The different approach to automatically issuing queries to textual (unstructured) database
was presented by Callan and Connell (2001). The method called query-based sampling
exploits result from a first query to extract new query terms, which are then submitted,
and so on iteratively. The approach has been applied with some success to siphon data
hidden behind keyword-based search interfaces (Barbosa & Freire, 2004). Ntoulas et al.
(2005) have proposed an adaptive algorithm to select the best keyword queries, namely
keyword queries that can return a large fraction of database content.
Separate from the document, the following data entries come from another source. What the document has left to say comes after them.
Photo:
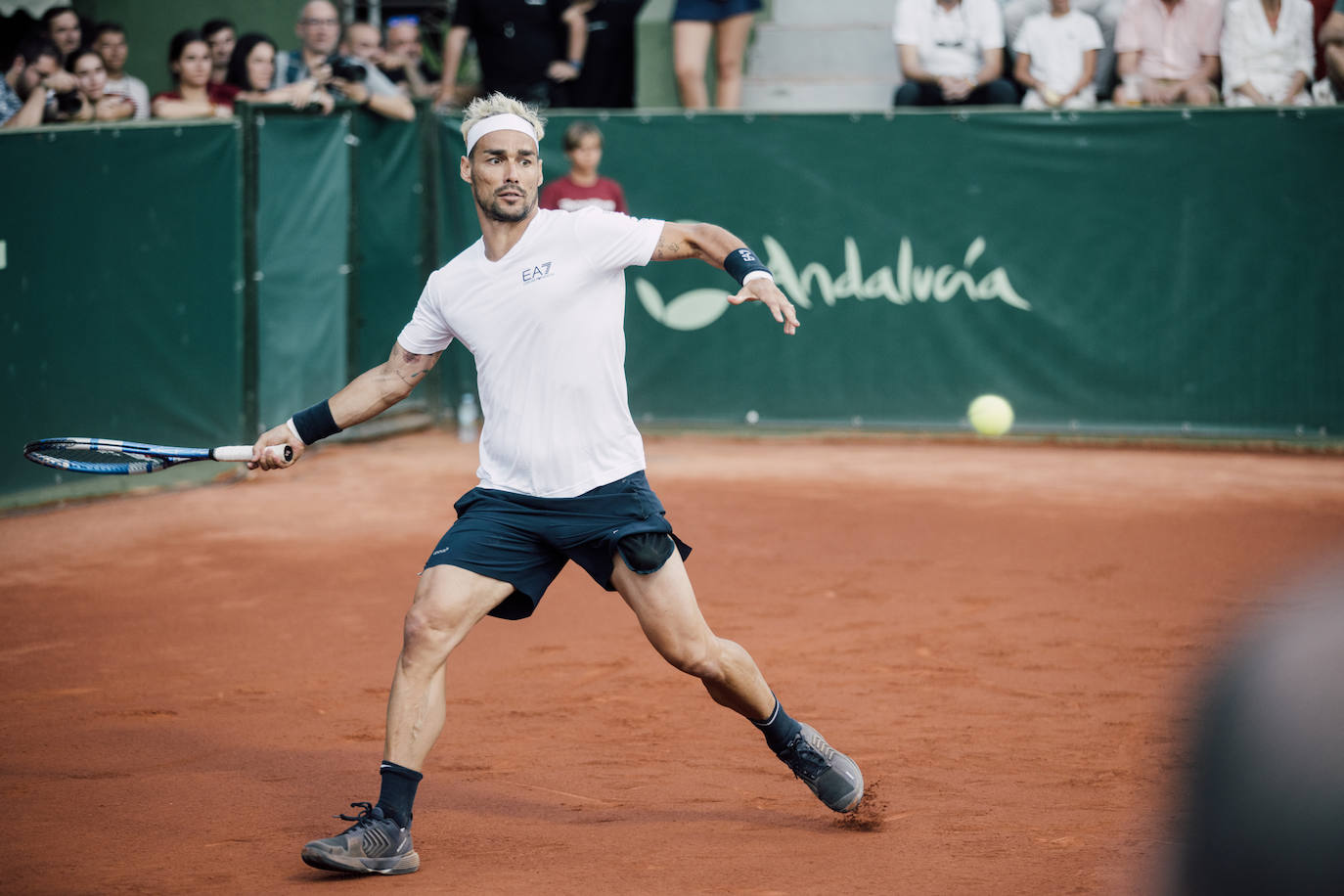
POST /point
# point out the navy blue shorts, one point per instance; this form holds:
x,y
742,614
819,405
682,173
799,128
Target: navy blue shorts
x,y
711,10
525,542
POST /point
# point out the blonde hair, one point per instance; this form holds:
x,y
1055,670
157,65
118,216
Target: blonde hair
x,y
498,104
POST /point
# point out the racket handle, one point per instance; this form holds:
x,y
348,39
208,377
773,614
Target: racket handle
x,y
281,453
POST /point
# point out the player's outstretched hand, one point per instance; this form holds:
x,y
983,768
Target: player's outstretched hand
x,y
276,435
765,291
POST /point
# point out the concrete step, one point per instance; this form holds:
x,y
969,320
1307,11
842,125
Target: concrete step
x,y
805,51
818,13
818,96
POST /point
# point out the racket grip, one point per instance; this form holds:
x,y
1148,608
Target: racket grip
x,y
281,453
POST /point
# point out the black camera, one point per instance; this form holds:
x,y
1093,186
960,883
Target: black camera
x,y
347,68
68,103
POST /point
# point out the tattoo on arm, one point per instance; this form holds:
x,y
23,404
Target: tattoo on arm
x,y
667,248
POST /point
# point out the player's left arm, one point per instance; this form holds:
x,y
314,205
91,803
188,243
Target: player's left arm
x,y
717,247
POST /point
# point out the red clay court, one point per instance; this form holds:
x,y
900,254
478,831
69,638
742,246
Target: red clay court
x,y
1007,637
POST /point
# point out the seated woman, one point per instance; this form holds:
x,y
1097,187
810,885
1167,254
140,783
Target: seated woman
x,y
251,70
195,97
94,103
1268,53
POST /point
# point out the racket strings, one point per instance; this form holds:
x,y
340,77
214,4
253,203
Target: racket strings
x,y
103,458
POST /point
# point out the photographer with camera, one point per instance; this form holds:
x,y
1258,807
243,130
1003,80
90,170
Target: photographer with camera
x,y
32,76
358,81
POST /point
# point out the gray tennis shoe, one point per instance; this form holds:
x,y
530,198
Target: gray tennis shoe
x,y
829,773
373,845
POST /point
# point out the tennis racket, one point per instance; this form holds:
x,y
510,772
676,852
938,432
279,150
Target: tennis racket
x,y
112,457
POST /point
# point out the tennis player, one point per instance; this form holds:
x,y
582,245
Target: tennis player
x,y
539,301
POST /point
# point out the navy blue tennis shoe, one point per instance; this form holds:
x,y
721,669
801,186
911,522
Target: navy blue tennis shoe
x,y
829,773
373,845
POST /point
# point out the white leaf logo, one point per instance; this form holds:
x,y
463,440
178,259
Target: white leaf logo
x,y
690,310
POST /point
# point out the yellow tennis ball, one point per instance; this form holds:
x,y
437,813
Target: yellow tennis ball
x,y
991,416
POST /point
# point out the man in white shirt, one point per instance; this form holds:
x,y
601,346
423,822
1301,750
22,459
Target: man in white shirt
x,y
1056,58
951,53
109,42
539,301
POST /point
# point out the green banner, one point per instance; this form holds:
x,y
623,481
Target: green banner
x,y
1110,272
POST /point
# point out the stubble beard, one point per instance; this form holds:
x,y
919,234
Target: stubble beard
x,y
496,211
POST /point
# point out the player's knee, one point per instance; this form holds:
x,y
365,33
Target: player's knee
x,y
696,662
646,553
425,632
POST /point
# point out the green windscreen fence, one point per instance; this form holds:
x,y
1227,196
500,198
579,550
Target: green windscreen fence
x,y
121,291
1111,272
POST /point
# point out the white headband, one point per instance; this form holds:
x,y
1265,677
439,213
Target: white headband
x,y
506,121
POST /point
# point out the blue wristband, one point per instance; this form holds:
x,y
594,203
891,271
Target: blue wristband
x,y
742,262
315,424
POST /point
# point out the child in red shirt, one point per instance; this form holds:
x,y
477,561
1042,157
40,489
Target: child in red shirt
x,y
584,187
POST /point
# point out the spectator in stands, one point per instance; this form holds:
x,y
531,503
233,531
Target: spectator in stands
x,y
195,96
530,50
1329,90
62,25
358,81
251,70
363,42
403,58
695,23
94,103
221,35
606,78
951,53
1056,58
109,39
584,187
1167,53
1106,13
34,74
1266,53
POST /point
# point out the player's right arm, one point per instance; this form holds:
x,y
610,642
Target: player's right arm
x,y
365,398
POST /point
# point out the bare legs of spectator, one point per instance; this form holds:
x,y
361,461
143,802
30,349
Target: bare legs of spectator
x,y
1335,67
691,49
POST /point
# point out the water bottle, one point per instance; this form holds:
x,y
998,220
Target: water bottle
x,y
467,417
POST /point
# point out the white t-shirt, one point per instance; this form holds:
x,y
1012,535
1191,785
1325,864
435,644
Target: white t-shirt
x,y
951,43
133,87
546,326
1056,46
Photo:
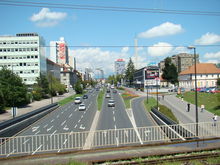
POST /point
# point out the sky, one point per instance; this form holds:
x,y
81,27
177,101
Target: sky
x,y
99,31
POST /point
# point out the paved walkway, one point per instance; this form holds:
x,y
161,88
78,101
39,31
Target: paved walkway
x,y
179,108
34,105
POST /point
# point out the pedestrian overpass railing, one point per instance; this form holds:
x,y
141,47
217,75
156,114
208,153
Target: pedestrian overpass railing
x,y
33,144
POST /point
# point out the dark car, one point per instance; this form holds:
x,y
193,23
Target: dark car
x,y
111,103
85,96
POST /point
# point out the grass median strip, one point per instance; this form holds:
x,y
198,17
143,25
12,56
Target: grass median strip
x,y
68,99
163,109
127,99
210,100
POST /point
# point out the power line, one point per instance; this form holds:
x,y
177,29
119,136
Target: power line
x,y
104,8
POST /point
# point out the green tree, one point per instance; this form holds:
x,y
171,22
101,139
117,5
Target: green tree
x,y
170,73
129,73
13,90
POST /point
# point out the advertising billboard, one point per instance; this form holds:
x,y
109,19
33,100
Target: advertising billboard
x,y
61,53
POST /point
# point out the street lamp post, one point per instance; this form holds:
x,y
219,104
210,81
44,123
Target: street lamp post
x,y
196,97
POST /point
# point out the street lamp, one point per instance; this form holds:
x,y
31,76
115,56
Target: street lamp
x,y
196,97
51,94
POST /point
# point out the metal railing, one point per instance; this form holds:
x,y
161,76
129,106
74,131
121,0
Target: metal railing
x,y
104,138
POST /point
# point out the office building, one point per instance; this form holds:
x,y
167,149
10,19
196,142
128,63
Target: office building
x,y
24,54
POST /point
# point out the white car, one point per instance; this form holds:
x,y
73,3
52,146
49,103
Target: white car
x,y
77,100
82,107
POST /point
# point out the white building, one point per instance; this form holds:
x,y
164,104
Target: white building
x,y
24,54
206,75
59,51
119,66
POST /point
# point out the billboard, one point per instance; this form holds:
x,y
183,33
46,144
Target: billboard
x,y
61,50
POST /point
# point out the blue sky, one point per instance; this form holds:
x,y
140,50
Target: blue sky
x,y
114,28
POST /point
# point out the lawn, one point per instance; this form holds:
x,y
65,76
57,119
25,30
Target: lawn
x,y
127,99
100,99
163,109
210,100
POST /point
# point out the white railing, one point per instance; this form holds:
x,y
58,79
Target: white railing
x,y
104,138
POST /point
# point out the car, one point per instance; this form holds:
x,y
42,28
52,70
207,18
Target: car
x,y
111,103
107,95
77,100
85,96
82,107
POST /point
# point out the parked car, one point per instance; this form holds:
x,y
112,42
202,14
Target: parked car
x,y
77,100
85,96
111,103
82,107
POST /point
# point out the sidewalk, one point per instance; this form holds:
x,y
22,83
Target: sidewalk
x,y
179,108
34,105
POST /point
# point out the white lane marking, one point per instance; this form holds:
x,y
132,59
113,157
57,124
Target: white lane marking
x,y
37,149
49,128
53,133
35,129
66,128
45,125
37,132
26,141
11,153
63,123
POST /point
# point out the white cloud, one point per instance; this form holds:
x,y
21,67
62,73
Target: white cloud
x,y
164,29
208,39
46,18
212,55
125,49
160,49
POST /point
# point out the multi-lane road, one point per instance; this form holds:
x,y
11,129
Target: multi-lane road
x,y
67,127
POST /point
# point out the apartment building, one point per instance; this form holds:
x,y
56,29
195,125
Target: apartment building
x,y
24,54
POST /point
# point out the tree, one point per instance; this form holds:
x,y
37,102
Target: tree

Particularly, it has
been shown that with only 83 queries, it is possible to download almost 80% of all
documents stored in the PubMed database. Query selection for crawling of structured
web databases was studied by Wu et al. (2006), who modeled a structured database as an
attribute-value graph. Then, the query-based web database crawling is transformed into a
graph traversal activity, which is parallel to the traditional problem of crawling the
publicly indexable Web following hyperlinks.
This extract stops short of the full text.